She could have skipped, but watching students try to defend themselves (poorly) against imaginary attackers was more interesting, so she sat on the stands with the rest of the class and pretended to pay attention.
“Who can tell me what S-I-N-G stands for?” asked one of the instructors.
“Sing?” offered a girl, chewing gum. A few people snickered. Kate hoped she was joking but feared she wasn’t.
“Um, yes,” drawled the teacher, “but I meant, what do the letters stand for?”
Stomach. Instep. Nose. Groin.
A brawny boy raised his hand. “Stomach, instep, nose, groin?”
“Very good!”
Kate wanted to point out that Corsai didn’t have stomachs, insteps, noses, or groins, and if you got close enough to hit a Malchai, it would probably rip your throat out. But she kept the observations to herself, and focused on the second most frustrating thing about this alleged self-defense course, which was the fact that the teachers were doing it wrong.
The moves they demonstrated likely wouldn’t stop a human, let alone a monster. Their form was off, as if they didn’t really want to teach the Colton students how to fight. It was just a performance, all for show, something to make the children—or probably the parents—feel safer.
Five of Kate’s six schools—St. Agnes excluded—had taught self-defense courses, since many of the students who boarded there were sons and daughters of influential people—territory ambassadors, big-business owners, some old money and others new—the kind of people whose kids make good targets.
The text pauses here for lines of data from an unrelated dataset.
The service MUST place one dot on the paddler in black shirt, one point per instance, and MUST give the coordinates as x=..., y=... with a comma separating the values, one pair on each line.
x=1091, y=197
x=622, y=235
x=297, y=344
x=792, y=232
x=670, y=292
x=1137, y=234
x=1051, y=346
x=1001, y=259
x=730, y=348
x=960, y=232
No one had ever had the guts to try and kidnap Kate, but over time she’d amassed an arsenal of defensive techniques—as well as a few offensive ones—which just made the current display of ineptitude even more annoying.
When one teacher demonstrated how to disarm an attacker, it was so slow and clumsy that Kate actually laughed. Not loudly, but the gym was basically an echo chamber, and the sound carried far enough for an instructor to hear.
“Is something funny?” he asked, scanning the students. He wouldn’t have known she was responsible if everyone near her hadn’t leaned away.
Kate sighed. “No,” she said, speaking up. “But your form’s all wrong.”
“Well, then, missy,” he said, pointing at her. “Why don’t you come down and give us a proper demonstration?”
A murmur ran through the class. The instructor clearly didn’t know who she was. One of the other teachers shot him a look, but Kate only smiled and got to her feet.
Ten minutes later, Kate was sitting in the counselor’s office. Not for laughing at the instructor, but for breaking his collarbone. She hadn’t tried to hurt him. Not badly. It wasn’t her fault he had poor stance and an inflated sense of ability.
“Miss Harker,” said the counselor, a round man named Dr. Landry, with glasses and a spreading bald spot. “Here at Colton we try to provide a safe learning environment.” There was that word again. “We have a zero tolerance policy when it comes to violence.”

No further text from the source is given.